Quarto, recurso ao sector privado. Antes escrevia-se sobre a possibilidade de contratos do SNS com entidades privadas: “Tendo em vista a prestação de cuidados e serviços de saúde a beneficiários do SNS, e quando o SNS não tiver, comprovadamente, capacidade para a prestação de cuidados em tempo útil, podem ser celebrados contratos com entidades do setor privado, do setor social, bem como com profissionais em regime de trabalho independente, condicionados à avaliação da sua necessidade”. 

Agora, ficou o mesmo princípio, mas sem aquela condição: “Tendo em vista a prestação de cuidados e serviços de saúde a beneficiários do SNS, podem ser celebrados contratos com entidades do setor privado, do setor social, bem como com profissionais em regime de trabalho independente, condicionados à avaliação da sua necessidade.”
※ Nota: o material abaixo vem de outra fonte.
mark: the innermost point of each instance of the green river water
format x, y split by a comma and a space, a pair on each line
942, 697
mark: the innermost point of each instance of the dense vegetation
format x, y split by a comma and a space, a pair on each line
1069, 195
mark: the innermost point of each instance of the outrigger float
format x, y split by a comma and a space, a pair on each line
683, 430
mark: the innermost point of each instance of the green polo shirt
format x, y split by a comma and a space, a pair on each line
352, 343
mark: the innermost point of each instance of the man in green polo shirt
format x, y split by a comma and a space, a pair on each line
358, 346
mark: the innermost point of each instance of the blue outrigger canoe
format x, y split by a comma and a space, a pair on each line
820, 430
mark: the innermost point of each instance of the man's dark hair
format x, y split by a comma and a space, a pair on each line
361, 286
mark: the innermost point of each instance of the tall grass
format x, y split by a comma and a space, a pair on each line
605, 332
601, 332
Ou seja, os deputados do PS desvincularam-se de qualquer pré-requisito de defesa do SNS e passaram a ser verdadeiros embaixadores do sector privado, ao abrir a porta – sem condições – à subcontratação ao sector privado.

Quinto. Seguros de Saúde. Antes, escrevia-se: “Os seguros e os planos de saúde são de adesão voluntária e de cobertura suplementar ao SNS“. Agora, ficou: 
“Os seguros de saúde são de adesão voluntária e de cobertura complementar ao SNS.

Ou seja, o que antes apenas se circunscrevia ao que poderia ser “suplementar” – leia-se, como o que não fosse prestado pelo SNS  – agora abre-se o seu âmbito a tudo o que possa ser “complementar”, o que é uma noção bem mais vaga. O mesmo serviço com uma amplitude maior é ou não complementar?
Sexto, carreiras dos profissionais da Saúde. Veja-se isto, que parece escandaloso. Todo este capítulo caiu:

Profissionais de saúde do SNS 

1. Os profissionais de saúde que trabalham no SNS têm direito a uma carreira profissional que reconheça a sua diferenciação na área da saúde.

2. O Estado deve promover uma política de recursos humanos que valorize a dedicação plena como regime de trabalho dos profissionais de saúde do SNS podendo, para isso, estabelecer incentivos.

3. É promovida e assegurada a formação permanente aos profissionais de saúde do SNS.
Ou seja, os deputados do PS acharam por bem manter aquilo que se passou ao longo de décadas e que tem explicado a passagem de profissionais do SNS para o sector privado: a desarticulação dos serviços e de carreiras. Aderiu-.se assim à filosofia de que não deve haver um Serviços Nacional de Saúde, mas um Sistema Nacional de Saúde em que o SNS é apenas mais um dos serviços que é possível encontrar na sociedade. 

Trata-se de uma assunção violenta contra o SNS.

Os deputados socialistas terão de explicar muito bem o que os levou a tamanho disparate! 
Corolário: Parece que a proposta que saiu da negociação com o Governo foi bem revista por alguém que riscou tudo o que prejudicava os interesses privados. É, pois, da maior transparência possível que se saiba o que realmente se passou neste período de tempo. Porque parece bastante grave.

Espero bem que os senhores deputados socialistas, a que se junta a lista completa e dos que têm assento na comissão parlamentar de Saúde, possam ser chamados à pedra e dêem explicações detalhadas de como se operou esta alteração. Porque, independentemente do direito de opinião, um cidadão questiona-se por que razão foram tão minuciosas as alterações dos textos que poderiam melhorar o sector público.